If he is elected to the state Senate, LeMahieu plans to be active in creating a climate of steady job growth, while keeping taxes in check.

“To create more jobs we need to make sure government isn’t constructing barriers to growth, and that we are educating our workforce to meet the demands of the modern economy,” LeMahieu said. “Government doesn’t create jobs, but it creates a tax and regulatory climate that can either encourage or inhibit job growth.

“We have made great strides in recent years to become more competitive,” he said. “Unfortunately, Wisconsin still remains one of the highest taxed states in the country. I will work to reduce our tax and regulatory burden in a fair and responsible manner, to allow business to grow.”

Making sure workers get the training they need is also high on LeMahieu’s Madison to-do list.

“We also need to make sure our workforce can meet the demands of our economy,” he said. “We still remain a strong manufacturing state, which is good because those are high-paying jobs. But we also need to make sure our workforce has the necessary skill set. That includes ensuring our tech colleges are well-funded, and that wait lists for in-demand programs are eliminated.”

LeMahieu favors keeping taxes low as a way to benefit the overall economy.
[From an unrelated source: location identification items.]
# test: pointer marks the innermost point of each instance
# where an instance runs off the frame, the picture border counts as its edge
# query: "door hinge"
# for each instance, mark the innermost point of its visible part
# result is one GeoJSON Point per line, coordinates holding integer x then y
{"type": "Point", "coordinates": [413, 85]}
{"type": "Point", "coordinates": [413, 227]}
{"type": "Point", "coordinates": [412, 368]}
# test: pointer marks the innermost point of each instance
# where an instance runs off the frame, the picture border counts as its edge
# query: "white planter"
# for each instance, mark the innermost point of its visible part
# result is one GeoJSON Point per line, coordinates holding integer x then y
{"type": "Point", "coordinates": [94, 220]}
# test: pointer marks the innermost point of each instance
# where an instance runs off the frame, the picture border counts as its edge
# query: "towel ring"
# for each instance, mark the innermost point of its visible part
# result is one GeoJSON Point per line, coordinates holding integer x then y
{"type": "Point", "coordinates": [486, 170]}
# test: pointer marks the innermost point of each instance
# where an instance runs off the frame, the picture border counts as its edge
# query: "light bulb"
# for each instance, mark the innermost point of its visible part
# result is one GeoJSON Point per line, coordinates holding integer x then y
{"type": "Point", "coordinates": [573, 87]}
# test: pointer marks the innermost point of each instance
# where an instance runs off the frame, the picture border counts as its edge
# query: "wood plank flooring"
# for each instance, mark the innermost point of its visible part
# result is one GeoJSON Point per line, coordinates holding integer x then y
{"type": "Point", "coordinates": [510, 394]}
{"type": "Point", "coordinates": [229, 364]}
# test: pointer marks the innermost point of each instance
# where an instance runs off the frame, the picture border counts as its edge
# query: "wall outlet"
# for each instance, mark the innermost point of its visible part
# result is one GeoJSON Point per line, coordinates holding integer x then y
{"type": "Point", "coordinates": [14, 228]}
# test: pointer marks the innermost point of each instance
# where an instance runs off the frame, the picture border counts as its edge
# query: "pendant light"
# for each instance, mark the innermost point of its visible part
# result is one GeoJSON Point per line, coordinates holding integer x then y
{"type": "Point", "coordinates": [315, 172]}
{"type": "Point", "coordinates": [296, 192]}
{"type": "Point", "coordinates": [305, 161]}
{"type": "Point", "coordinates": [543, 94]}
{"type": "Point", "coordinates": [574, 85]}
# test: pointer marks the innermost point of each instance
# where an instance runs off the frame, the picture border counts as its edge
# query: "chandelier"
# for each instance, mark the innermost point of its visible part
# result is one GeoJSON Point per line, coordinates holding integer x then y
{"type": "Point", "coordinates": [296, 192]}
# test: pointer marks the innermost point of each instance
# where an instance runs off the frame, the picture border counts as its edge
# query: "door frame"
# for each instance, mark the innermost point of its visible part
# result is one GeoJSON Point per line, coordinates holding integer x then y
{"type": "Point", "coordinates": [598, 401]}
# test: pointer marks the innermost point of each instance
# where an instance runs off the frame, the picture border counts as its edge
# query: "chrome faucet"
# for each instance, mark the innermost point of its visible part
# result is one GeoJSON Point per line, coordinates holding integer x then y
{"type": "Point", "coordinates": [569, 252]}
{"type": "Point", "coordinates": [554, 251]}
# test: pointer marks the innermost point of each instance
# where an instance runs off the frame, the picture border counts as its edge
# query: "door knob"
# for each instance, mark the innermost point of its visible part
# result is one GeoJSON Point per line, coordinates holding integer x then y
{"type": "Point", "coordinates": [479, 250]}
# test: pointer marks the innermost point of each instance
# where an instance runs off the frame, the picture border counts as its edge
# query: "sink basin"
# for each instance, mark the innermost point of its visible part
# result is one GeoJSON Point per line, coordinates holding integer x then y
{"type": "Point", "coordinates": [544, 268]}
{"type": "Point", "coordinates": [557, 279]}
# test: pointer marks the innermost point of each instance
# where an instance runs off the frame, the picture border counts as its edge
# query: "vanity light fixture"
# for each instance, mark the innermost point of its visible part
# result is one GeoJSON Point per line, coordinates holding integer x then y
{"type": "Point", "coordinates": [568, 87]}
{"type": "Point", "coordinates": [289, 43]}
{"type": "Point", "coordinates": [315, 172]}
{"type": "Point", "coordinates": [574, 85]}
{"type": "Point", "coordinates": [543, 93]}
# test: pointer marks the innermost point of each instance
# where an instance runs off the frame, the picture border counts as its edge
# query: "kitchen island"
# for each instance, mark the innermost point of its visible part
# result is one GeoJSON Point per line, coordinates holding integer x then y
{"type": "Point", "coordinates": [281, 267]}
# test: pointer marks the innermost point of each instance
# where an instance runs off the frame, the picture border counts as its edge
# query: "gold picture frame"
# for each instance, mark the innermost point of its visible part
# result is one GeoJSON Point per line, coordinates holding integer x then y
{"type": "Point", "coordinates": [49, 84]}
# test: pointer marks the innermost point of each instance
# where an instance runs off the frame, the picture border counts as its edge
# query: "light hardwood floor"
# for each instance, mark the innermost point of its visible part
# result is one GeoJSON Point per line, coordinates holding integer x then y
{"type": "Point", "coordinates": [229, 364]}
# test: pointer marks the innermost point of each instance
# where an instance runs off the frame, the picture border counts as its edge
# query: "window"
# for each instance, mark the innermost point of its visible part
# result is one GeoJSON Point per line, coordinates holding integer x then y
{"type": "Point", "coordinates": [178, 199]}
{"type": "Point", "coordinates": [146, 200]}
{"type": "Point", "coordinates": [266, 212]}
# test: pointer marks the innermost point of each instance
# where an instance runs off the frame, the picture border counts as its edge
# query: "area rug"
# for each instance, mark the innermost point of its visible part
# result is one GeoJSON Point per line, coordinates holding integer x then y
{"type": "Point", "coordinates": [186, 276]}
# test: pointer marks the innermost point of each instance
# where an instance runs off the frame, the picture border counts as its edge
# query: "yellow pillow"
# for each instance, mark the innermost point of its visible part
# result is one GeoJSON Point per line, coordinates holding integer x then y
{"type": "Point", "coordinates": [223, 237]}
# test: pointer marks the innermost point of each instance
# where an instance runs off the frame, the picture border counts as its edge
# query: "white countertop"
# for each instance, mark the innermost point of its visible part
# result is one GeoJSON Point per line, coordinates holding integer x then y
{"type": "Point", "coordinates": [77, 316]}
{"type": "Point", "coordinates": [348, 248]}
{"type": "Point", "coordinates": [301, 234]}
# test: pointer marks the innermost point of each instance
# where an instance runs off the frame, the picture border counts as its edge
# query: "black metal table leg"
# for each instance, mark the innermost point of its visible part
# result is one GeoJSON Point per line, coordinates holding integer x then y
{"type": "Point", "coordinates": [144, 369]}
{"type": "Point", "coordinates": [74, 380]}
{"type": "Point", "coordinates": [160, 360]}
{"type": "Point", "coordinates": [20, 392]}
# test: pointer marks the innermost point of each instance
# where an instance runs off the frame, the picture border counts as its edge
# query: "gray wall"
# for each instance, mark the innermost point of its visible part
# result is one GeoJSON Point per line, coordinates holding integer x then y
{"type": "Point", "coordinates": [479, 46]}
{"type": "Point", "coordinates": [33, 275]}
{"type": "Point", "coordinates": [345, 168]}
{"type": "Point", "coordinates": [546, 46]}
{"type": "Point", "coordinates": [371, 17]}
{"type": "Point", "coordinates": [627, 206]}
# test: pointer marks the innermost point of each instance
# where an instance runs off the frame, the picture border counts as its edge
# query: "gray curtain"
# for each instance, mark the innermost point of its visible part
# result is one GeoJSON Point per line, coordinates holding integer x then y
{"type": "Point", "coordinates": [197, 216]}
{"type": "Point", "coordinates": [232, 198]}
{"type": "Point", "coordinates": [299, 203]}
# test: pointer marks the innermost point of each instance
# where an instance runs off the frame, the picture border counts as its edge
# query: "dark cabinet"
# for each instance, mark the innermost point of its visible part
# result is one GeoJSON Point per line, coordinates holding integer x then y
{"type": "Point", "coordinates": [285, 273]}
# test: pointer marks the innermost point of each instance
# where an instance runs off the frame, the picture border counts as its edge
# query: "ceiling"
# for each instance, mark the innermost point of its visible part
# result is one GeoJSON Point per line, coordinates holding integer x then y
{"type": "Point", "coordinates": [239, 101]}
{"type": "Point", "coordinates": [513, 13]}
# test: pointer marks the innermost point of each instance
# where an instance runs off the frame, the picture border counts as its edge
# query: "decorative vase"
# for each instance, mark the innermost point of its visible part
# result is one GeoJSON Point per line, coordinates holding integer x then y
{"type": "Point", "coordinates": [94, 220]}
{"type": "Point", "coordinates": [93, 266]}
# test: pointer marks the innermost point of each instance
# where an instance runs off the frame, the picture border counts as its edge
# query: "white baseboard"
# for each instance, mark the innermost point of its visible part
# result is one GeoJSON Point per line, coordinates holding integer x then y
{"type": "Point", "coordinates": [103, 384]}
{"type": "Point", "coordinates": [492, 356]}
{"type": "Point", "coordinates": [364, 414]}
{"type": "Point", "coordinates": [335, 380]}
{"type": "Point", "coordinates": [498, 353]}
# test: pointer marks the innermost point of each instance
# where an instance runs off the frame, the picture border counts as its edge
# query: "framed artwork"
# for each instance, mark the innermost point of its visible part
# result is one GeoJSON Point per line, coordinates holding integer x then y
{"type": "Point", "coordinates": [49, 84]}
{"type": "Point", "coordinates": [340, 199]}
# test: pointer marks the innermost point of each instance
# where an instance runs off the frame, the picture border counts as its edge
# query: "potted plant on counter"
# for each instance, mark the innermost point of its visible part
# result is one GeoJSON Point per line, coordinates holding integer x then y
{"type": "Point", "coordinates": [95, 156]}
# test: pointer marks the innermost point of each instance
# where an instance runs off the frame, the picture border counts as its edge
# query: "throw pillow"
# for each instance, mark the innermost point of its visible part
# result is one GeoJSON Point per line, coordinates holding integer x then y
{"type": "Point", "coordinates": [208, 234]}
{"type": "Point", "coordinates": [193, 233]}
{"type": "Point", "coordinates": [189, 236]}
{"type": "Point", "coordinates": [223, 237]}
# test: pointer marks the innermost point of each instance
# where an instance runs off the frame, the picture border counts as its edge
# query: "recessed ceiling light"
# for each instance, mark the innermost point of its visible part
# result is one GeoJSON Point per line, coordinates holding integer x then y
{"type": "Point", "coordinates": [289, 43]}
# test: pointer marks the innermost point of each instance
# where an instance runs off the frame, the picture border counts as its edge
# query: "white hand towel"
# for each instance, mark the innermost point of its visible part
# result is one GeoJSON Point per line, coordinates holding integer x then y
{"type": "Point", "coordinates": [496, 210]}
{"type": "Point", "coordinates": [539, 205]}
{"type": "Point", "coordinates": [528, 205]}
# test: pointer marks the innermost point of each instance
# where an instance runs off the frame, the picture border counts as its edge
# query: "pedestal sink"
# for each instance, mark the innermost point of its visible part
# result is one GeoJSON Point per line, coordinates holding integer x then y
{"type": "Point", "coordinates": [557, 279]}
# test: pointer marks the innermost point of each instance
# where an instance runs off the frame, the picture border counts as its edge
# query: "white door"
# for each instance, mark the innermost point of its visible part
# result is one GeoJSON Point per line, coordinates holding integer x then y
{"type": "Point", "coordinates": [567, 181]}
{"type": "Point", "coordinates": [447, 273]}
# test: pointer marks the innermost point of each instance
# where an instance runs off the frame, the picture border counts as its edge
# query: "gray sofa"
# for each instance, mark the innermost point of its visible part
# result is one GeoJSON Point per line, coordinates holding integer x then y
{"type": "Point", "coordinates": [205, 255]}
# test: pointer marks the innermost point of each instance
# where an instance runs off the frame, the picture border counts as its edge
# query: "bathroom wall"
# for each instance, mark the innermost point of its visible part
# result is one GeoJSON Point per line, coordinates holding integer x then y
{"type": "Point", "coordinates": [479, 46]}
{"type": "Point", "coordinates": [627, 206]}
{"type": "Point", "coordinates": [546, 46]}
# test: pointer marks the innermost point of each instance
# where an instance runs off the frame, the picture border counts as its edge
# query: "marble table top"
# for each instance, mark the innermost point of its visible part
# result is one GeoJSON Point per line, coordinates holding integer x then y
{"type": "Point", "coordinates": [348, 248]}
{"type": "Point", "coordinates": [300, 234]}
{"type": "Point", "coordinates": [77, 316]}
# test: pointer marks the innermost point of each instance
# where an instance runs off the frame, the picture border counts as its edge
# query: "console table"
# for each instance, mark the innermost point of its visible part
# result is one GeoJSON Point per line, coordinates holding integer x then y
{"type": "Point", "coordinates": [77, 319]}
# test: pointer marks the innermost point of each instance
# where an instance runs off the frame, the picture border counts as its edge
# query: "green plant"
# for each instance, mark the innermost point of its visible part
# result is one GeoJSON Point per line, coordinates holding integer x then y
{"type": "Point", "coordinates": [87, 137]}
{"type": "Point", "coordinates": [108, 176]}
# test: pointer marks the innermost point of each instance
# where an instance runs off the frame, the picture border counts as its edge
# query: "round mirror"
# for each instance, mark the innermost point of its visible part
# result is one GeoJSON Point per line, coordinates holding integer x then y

“I am guided by the principle that extra money taken in by the government should be returned to the taxpayers,” LeMahieu said. “Money that is overpaid to the government should be returned to the hardworking taxpayers of Wisconsin. I also know that lower taxes can actually create more economic activity, and thus increase tax collection revenue.

“Despite the $1 billion in tax relief provided this past session, Wisconsin remains one of the highest taxed states in the country. We can do better than that.”

LeMahieu is particularly proud of the work he has done to reduce taxes and develop solutions to tough issues as a member of the Sheboygan County Board.

“My greatest success is the track record of the Sheboygan County Board over the last eight years which I share with the many other public servants I have had the opportunity to serve with over this time,” LeMahieu said. “We have reduced property taxes in four of the eight years, defeated a county sales tax, worked together to find solutions to tough issues, maintained a top 10 percent bond rating nationally, all while continuing to provide excellent and efficient services to the our constituents.

In his discussions with constituents, LeMahieu says jobs rank as the No. 1 concern heading into the fall election.

“The number one concern I’m hearing from constituents is the economy, specifically jobs,” Le- Mahieu said. “Residents all over the 9th Senate District know that progress has been made over the last four years. However, more needs to be done to ensure that there are family-supporting jobs available for them and their children. This will be my number one focus in Madison.

LeMahieu has been actively campaigning throughout the area in recent weeks to spread the word of his candidacy.

“My campaign’s main focus has been knocking on doors and meeting the wonderful residents of the 9th Senate District,” LeMahieu said. “We are on our second touch on the doors in most communities in the district.

“Meeting people at the doors and talking to them about the issues has been the most rewarding, positive experience of the campaign,” he said. “I’ve also attended and spoke at events all over the district, toured many businesses and schools and met with community leaders from all around the district. We have also been on radio and cable television for a few weeks.

“I’m asking for your vote because I share common beliefs and values with the people of the 9th Senate District and I have the private and public sector experience to get things done in Madison,” he said. “We have come a long way in Wisconsin and we can’t afford to turn back now.